Endogenous retroelements (EREs) are viral-like sequences—molecular memoirs of ancient infections that now make up more than a quarter of the human genome. Our laboratory asks a simple question with big consequences: what do these sequences do to human cells today? We study how EREs, including human endogenous retroviruses (HERVs) and LINE transposons, shape gene regulation, cell identity, cell–cell communication, and responses to external and internal stimuli.

Most EREs are normally kept silent by epigenetic safeguards to protect genome integrity. Yet they are far from inert. Some have been repurposed by evolution as regulatory switches that fine-tune nearby genes; others can become disruptive when reactivated. Using a systems biology approach, we integrate single-cell multiomics, mathematical modeling, deep-learning frameworks, and functional genomics to map ERE activity across diverse human cell states from embryonic programs to immune and neural lineages to understand how ERE-driven regulation contributes to health and disease.
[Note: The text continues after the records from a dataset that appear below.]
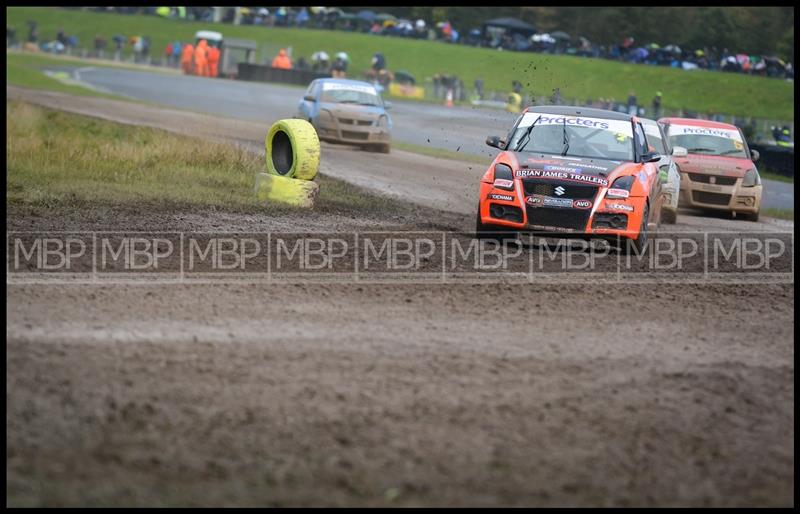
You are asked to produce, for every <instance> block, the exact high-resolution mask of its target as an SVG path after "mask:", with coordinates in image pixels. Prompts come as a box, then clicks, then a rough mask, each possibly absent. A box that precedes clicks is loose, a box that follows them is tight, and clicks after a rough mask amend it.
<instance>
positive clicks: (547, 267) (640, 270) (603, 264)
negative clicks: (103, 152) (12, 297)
mask: <svg viewBox="0 0 800 514" xmlns="http://www.w3.org/2000/svg"><path fill="white" fill-rule="evenodd" d="M6 239H7V249H6V269H7V282H8V283H14V282H21V281H37V280H40V281H52V280H64V281H70V280H71V281H93V282H103V281H106V282H107V281H116V280H126V281H130V280H148V281H151V282H152V281H153V280H156V281H158V280H163V281H165V282H192V281H204V280H218V281H235V282H241V281H243V280H253V281H269V282H294V281H298V282H307V281H312V282H313V281H324V280H337V281H345V282H347V281H352V282H369V281H375V282H385V281H387V280H388V281H398V282H420V283H422V282H425V283H429V282H431V281H435V282H440V283H448V282H453V283H456V282H460V281H465V280H470V281H471V280H477V281H485V280H489V281H491V280H510V281H519V282H520V283H524V282H537V281H540V282H541V281H547V280H552V281H555V282H558V283H571V282H572V283H579V284H585V283H587V281H589V282H591V281H596V282H608V281H612V282H618V283H624V282H648V281H657V282H665V281H674V282H714V281H724V282H728V283H736V282H737V281H739V282H753V281H759V280H761V281H763V280H767V281H772V282H784V283H785V282H789V283H792V282H793V281H794V234H793V233H791V232H746V233H737V232H672V233H670V232H666V231H663V230H662V231H660V232H659V233H657V234H653V235H652V236H651V237H650V238H649V239H648V240H647V244H646V246H645V249H644V251H639V250H641V248H639V249H637V248H636V247H631V246H630V245H631V241H629V240H625V239H622V240H613V239H607V238H586V237H583V236H581V237H564V236H560V235H559V234H541V233H538V234H523V237H509V235H508V234H507V233H501V234H498V235H497V237H486V234H482V237H480V238H476V237H475V235H474V234H471V233H465V232H444V231H429V232H402V231H397V232H389V231H382V232H379V231H371V232H278V231H273V232H153V233H148V232H120V231H117V232H100V231H96V232H58V233H51V232H9V233H7V235H6ZM625 245H629V246H628V247H626V246H625Z"/></svg>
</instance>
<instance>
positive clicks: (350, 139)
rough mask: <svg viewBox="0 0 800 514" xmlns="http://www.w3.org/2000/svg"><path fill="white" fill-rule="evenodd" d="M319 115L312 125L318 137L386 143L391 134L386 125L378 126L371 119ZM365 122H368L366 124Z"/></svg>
mask: <svg viewBox="0 0 800 514" xmlns="http://www.w3.org/2000/svg"><path fill="white" fill-rule="evenodd" d="M348 121H350V122H353V123H345V122H342V121H340V120H338V119H336V118H332V117H325V116H320V117H319V118H317V120H316V123H314V126H315V127H316V129H317V134H318V135H319V138H320V139H323V140H326V141H336V142H339V143H348V144H359V145H360V144H386V143H390V142H391V139H392V136H391V133H390V131H389V128H387V127H378V126H376V125H375V124H374V122H372V121H371V120H348ZM366 123H370V124H369V125H367V124H366Z"/></svg>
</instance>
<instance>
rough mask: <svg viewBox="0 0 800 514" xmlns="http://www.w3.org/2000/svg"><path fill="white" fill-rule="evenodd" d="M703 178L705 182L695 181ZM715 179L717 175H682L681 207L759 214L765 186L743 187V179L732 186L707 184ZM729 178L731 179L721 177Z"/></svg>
mask: <svg viewBox="0 0 800 514" xmlns="http://www.w3.org/2000/svg"><path fill="white" fill-rule="evenodd" d="M693 177H694V178H702V179H703V181H700V180H694V179H693ZM709 177H712V178H715V179H716V180H719V179H717V177H718V176H716V175H703V174H697V173H695V174H689V173H681V192H680V202H679V205H680V206H681V207H691V208H696V209H713V210H721V211H729V212H752V213H754V212H758V211H759V209H760V208H761V194H762V192H763V186H760V185H758V186H751V187H743V186H742V179H741V178H737V179H736V181H735V183H733V184H730V185H727V184H726V185H722V184H711V183H710V182H705V180H710V179H709ZM721 178H728V179H729V180H728V182H730V178H729V177H721Z"/></svg>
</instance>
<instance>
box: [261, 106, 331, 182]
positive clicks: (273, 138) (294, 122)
mask: <svg viewBox="0 0 800 514" xmlns="http://www.w3.org/2000/svg"><path fill="white" fill-rule="evenodd" d="M264 144H265V145H266V148H267V171H269V172H270V173H271V174H272V175H279V176H281V177H287V178H296V179H300V180H314V177H316V176H317V171H318V170H319V152H320V149H319V138H318V137H317V131H316V130H315V129H314V126H313V125H311V123H309V122H307V121H306V120H294V119H287V120H279V121H276V122H275V124H274V125H272V127H270V129H269V132H267V138H266V140H265V142H264Z"/></svg>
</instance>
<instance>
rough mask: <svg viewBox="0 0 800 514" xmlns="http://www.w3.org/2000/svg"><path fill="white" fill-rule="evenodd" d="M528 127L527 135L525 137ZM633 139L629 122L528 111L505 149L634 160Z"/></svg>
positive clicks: (521, 121) (522, 118) (572, 156)
mask: <svg viewBox="0 0 800 514" xmlns="http://www.w3.org/2000/svg"><path fill="white" fill-rule="evenodd" d="M532 125H533V129H531V126H532ZM529 129H530V138H528V137H526V134H527V132H528V130H529ZM632 138H633V128H632V126H631V122H630V121H625V120H609V119H604V118H592V117H583V116H569V115H566V116H564V115H558V114H542V113H537V112H528V113H525V115H524V116H523V117H522V120H521V121H520V123H519V125H518V126H517V128H516V130H515V131H514V135H513V136H512V138H511V141H510V143H509V145H508V146H507V148H508V149H509V150H514V151H519V152H534V153H544V154H556V155H565V156H572V157H586V158H592V159H609V160H615V161H633V160H634V156H633V144H632V141H631V140H632Z"/></svg>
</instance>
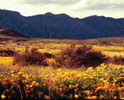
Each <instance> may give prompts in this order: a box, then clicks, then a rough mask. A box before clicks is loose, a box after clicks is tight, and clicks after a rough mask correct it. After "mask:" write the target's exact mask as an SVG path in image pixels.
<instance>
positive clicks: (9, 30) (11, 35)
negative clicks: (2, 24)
mask: <svg viewBox="0 0 124 100" xmlns="http://www.w3.org/2000/svg"><path fill="white" fill-rule="evenodd" d="M0 34H3V35H7V36H13V37H25V38H28V37H27V36H25V35H23V34H21V33H19V32H17V31H15V30H13V29H10V28H3V29H0Z"/></svg>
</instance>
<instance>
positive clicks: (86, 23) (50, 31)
mask: <svg viewBox="0 0 124 100" xmlns="http://www.w3.org/2000/svg"><path fill="white" fill-rule="evenodd" d="M4 27H9V28H12V29H15V30H17V31H18V32H20V33H23V34H24V35H26V36H29V37H35V38H56V39H93V38H103V37H115V36H124V19H114V18H108V17H104V16H90V17H87V18H83V19H79V18H72V17H70V16H68V15H66V14H58V15H55V14H52V13H50V12H49V13H46V14H44V15H42V14H41V15H36V16H29V17H24V16H22V15H20V14H19V13H18V12H14V11H7V10H0V28H4Z"/></svg>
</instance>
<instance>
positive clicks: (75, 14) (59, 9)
mask: <svg viewBox="0 0 124 100" xmlns="http://www.w3.org/2000/svg"><path fill="white" fill-rule="evenodd" d="M0 8H1V9H7V10H14V11H18V12H20V13H21V14H22V15H24V16H31V15H36V14H44V13H46V12H52V13H54V14H60V13H66V14H68V15H70V16H72V17H79V18H84V17H86V16H91V15H99V16H102V15H104V16H107V17H114V18H121V17H123V18H124V13H123V11H124V0H0Z"/></svg>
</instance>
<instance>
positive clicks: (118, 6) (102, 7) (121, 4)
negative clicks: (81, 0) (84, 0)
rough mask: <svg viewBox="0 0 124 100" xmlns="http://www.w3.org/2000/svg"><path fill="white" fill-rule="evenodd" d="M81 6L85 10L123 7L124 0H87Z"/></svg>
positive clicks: (108, 8) (123, 8)
mask: <svg viewBox="0 0 124 100" xmlns="http://www.w3.org/2000/svg"><path fill="white" fill-rule="evenodd" d="M81 8H82V9H85V10H106V9H107V10H111V9H112V10H113V9H124V0H87V2H86V3H85V5H84V6H83V7H81ZM82 9H79V10H82Z"/></svg>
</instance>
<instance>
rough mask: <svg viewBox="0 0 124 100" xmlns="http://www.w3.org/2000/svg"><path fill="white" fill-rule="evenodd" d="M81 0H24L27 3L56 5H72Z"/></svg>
mask: <svg viewBox="0 0 124 100" xmlns="http://www.w3.org/2000/svg"><path fill="white" fill-rule="evenodd" d="M80 1H81V0H24V1H23V2H24V3H28V4H58V5H72V4H75V3H78V2H80Z"/></svg>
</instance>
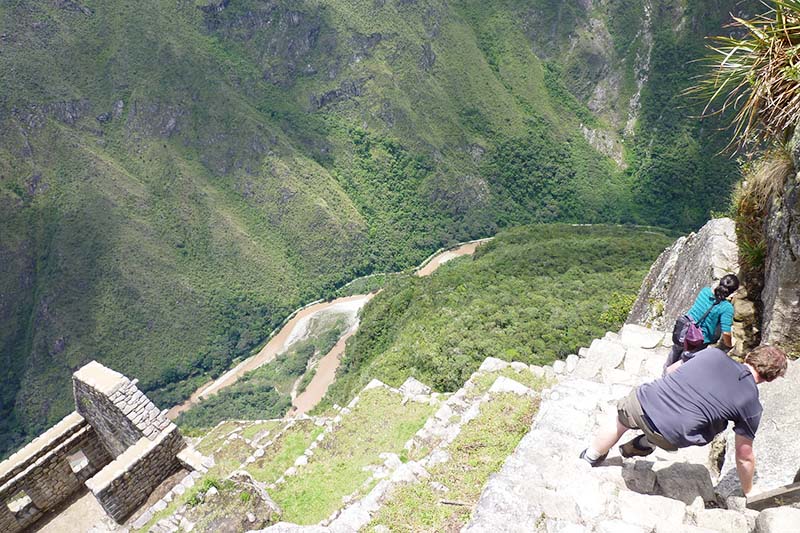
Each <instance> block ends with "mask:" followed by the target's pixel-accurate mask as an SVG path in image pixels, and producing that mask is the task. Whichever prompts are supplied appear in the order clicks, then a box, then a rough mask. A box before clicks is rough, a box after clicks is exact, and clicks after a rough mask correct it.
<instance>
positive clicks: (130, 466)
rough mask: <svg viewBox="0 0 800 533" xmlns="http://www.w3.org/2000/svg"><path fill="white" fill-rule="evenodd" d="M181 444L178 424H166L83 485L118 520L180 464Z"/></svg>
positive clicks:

Our work is guided by two core questions:

1. How are EREs controlled, and when do they contribute positively to normal gene regulation, particularly during embryogenesis, hematopoiesis, and neurodevelopment?
2. Why do EREs “wake up” in stress and disease such as aging, hypoxia, viral infection, or chronic inflammation and how does this awakening reshape cellular physiology in conditions like neurodegeneration or autoimmunity?

Our research spans two complementary axes. First, we chart the genomic and epigenomic landscape of EREs during healthy development and homeostasis. At single-cell resolution, we build cell-type-specific barcodes of ERE–gene regulatory networks. We identify where EREs act in cis (as enhancers or promoters) and in trans (through regulatory RNAs and retroviral-derived products such as Gag, Env, or reverse transcriptase). We then use CRISPR-based perturbations to test causality, thus pinpointing which elements and regulators control specific cell states and functions.

Second, we investigate ERE activation in disease and stress contexts using primary human samples and relevant models. By combining spatial omics with deep learning, we trace aberrant ERE signatures in tissues and link them to immune dysregulation, tissue injury, and neuroinflammatory trajectories. This integrative strategy helps us connect ERE activation to specific cell types, niches, and disease mechanisms—moving from association to actionable hypotheses.

Ultimately, our goal is to illuminate a long-overlooked layer of genome regulation and translate it into insight: EREs can be both guardians and instigators in our DNA. By decoding when, where, and how they act, we aim to open new routes for biomarker discovery and targeted intervention in human disease.